2. Gestützt darauf entzog die
Motorfahrzeugkontrolle im Namen des Bau- und Justizdepartements dem
Beschwerdeführer den Führerausweis mit Verfügung vom 23. Juni 2023
vorsorglich und gewährte ihm das rechtliche Gehör zur vorgesehenen Zuweisung zu
einer verkehrsmedizinischen Untersuchung.
3. Mit Verfügung vom 17. Juli 2023
wurde der vorsorgliche Entzug des Führerausweises aufrechterhalten und der
Beschwerdeführer auf eigene Kosten einer verkehrsmedizinischen Untersuchung
inklusive Haaranalyse zugewiesen.
4. Gegen diese Verfügung liess der
Beschwerdeführer, vertreten durch Rechtsanwalt Patrick Hasler, am 27. Juli
2023 Beschwerde an das Verwaltungsgericht erheben, welche am 1. September
2023 einlässlich begründet wurde. Es wurde die Aufhebung der vorinstanzlichen
Verfügung und der Verzicht auf einen vorsorglichen Entzug des Führerausweises
sowie einer verkehrsmedizinischen Fahreignungsuntersuchung beantragt,
eventualiter die Rückweisung zur Neubeurteilung an die Vorinstanz, unter
Kosten- und Entschädigungsfolgen. Weiter wurde die Gewährung der aufschiebenden
Wirkung beantragt. Der Beschwerde wurde eine ärztliche Bestätigung vom
26. Juli 2023 beigelegt, wonach keine Hinweise auf einen Drogenkonsum
bestünden und eine gleichentags abgenommene Urinprobe auf Cannabis negativ
ausgefallen sei.
5. Mit Verfügung vom 28. Juli 2023
wurde das Gesuch um Gewährung der aufschiebenden Wirkung abgewiesen.

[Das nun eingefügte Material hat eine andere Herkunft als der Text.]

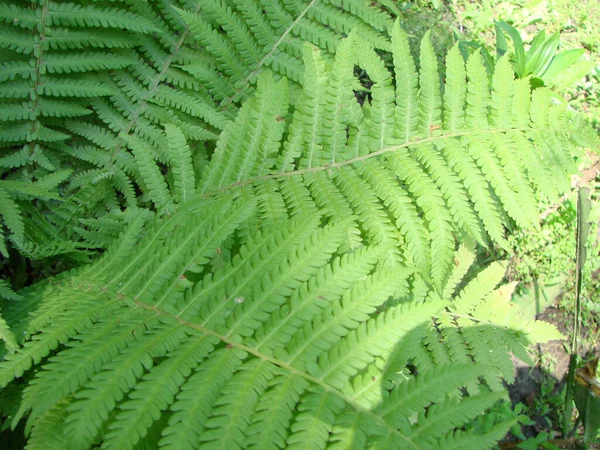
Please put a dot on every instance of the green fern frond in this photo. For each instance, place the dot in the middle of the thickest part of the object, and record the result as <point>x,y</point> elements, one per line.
<point>302,292</point>
<point>222,351</point>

6. Mit Verfügung vom 22. September
2023 hob die Vorinstanz den vorsorglichen Führerausweisentzug auf und führte
aus, mit dem erneuten ärztlichen Zeugnis hätten die ernsthaften Zweifel an der
Fahreignung ausgeräumt werden können. Sie beantragte im Übrigen mit
Vernehmlassung vom 25. September 2023 die Abweisung der Beschwerde.

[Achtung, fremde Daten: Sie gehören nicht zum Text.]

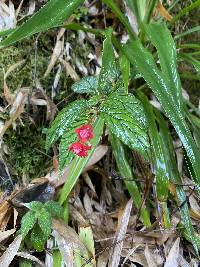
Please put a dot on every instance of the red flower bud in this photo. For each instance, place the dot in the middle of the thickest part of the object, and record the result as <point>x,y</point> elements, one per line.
<point>80,149</point>
<point>85,132</point>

7. Am 17. Oktober 2023 liess sich
der Beschwerdeführer und am 27. Oktober 2023 die Vorinstanz erneut
vernehmen.
Erwägungen
II.
1.
Die Beschwerde ist frist- und
formgerecht erhoben worden. In Bezug auf den vorsorglichen Führerausweisentzug
ist sie gegenstandslos geworden. Im Übrigen ist die Beschwerde gegen den
Zwischenentscheid, welcher für den Beschwerdeführer präjudizierlich und von
erheblichem Nachteil sein kann, ein zulässiges Rechtsmittel und das
Verwaltungsgericht zur Beurteilung zuständig (vgl. § 49
Gerichtsorganisationsgesetz [GO, BGS 125.12] sowie § 66
Verwaltungsrechtspflegegesetz [VRG, BGS 124.11]). A.___ ist durch den
angefochtenen Entscheid beschwert und damit
zur Beschwerde legitimiert. Auf die Beschwerde ist in diesem Umfang einzutreten.
2.1
Bestehen Zweifel an der Fahreignung
einer Person, so wird diese laut Art. 15d Abs. 1 SVG (Strassenverkehrsgesetz,
SR 741.01) einer Fahreignungsuntersuchung unterzogen, namentlich bei:
a) Fahren in angetrunkenem Zustand mit
einer Blutalkoholkonzentration von 1,6 Gewichtspromille oder mehr oder mit
einer Atemalkoholkonzentration von 0,8 mg Alkohol oder mehr pro Liter Atemluft;
b) Fahren unter dem Einfluss von
Betäubungsmitteln oder bei Mitführen von Betäubungsmitteln, die die
Fahrfähigkeit stark beeinträchtigen oder ein hohes Abhängigkeitspotenzial aufweisen;
c) Verkehrsregelverletzungen, die auf
Rücksichtslosigkeit schliessen lassen;
d) Meldung einer kantonalen IV-Stelle nach
Artikel 66c des Bundesgesetzes vom 19. Juni 1959 über die
Invalidenversicherung;
e) Meldung eines Arztes, dass eine Person
wegen einer körperlichen oder psychischen Krankheit, wegen eines Gebrechens
oder wegen einer Sucht Motorfahrzeuge nicht sicher führen kann.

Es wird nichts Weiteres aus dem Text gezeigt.